I have supported Chief Minister Wigneswaran, in the process of obtaining a political solution. He understood the grievances of our people and his stand on the political solution is agreeable.
I am still a member of ITAK. I will however not function against my conscience. ITAK has not invited me for any party event, after I was served with disciplinary action. I am quite clear where I stand.
Do you predict any changes in the vote base at the upcoming Local Government elections?
A: When we came into politics in the Provincial Council elections in 2013, people believed in us and extended their fullest support to the TNA. However, the situation was different then and after the change in government, the TNA chose a different path. People have realized this change.
Recently fisticuffs were exchanged between ITAK members during nominations. This caused disappointment among the people.
Therefore, a comparatively lower percentage in voting in the North for the TNA could be expected.
The recent TNA stand has made the people to conclude that they are similar to the Eelam People’s Democratic Party. Both parties are of the same stance.
It is said that the conservative culture in Northern Society had prevented educated Tamil women from entering politics even after the 25 per cent quota was implemented with electoral reform. How do you assess this situation?
A: Women in the North are reasonably well-educated and knowledgeable, however the culture in the society has definitely held them back from entering the political arena.
I always encouraged women in the North to enter politics. I have been taking my struggle forward, being the only woman representative in the Provincial Council, where it is dominated by men.
Although the 25 per cent quota is implemented, due to cultural barriers many women in the North who are knowledgeable and eligible have stood away from entering politics and this is quite a sad development.
Also I would like to point out that political parties in the North have included women who were unsuitable for nominations, so that they could be puppets of the dominating males.
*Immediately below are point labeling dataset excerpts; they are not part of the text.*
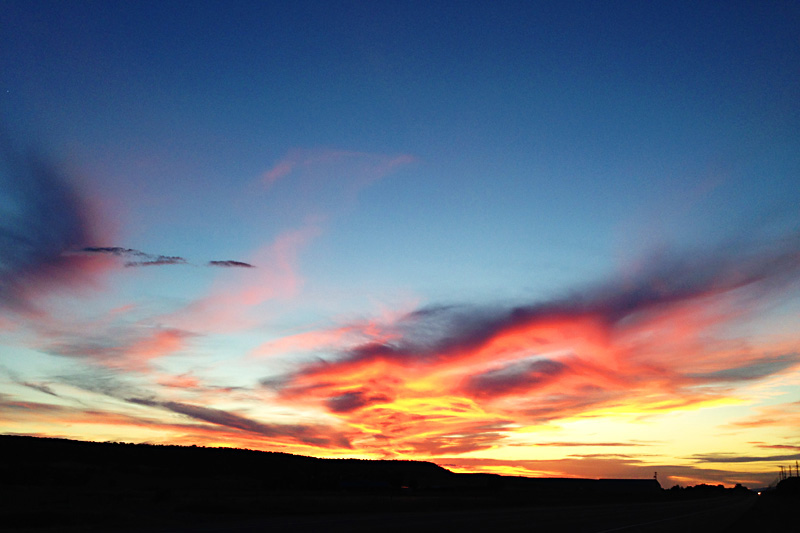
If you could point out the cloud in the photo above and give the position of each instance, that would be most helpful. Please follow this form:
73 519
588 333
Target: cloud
519 375
350 401
592 444
138 258
42 217
131 349
733 458
649 342
782 415
158 261
230 263
311 435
Tell us the projects your Ministry has undertaken to support war-affected women?
A: Our Ministry does not have enough funds to support all the affected women. But I have taken up personal and unofficial initiatives to support them. They have benefitted from these initiatives. We lack the support of the central government in developing the projects at provincial level.
We lack cadres in the Ministry to take our projects to grassroot level. I have written to the central government to deal with this issue.
What steps has the Provincial Ministry of Women‘s Affairs taken to curb sexual violence against women in northern society?
A: We have personally attended to cases by providing legal assistance and certain cases are directed by us to the Police to take further action.
We want to initiate steps to avoid sexual violence-related incidents. However, we also have a special unit which treats and provides support to victims of sexual violence.
In the current context, how do you view the contribution of the TNA to find a political solution?
A: During my four-year political involvement, I have realized that the Tamil people will not get a political solution. When there is no initiative to ensure accountability for human rights violation, it is quite clear that we will not get a political solution.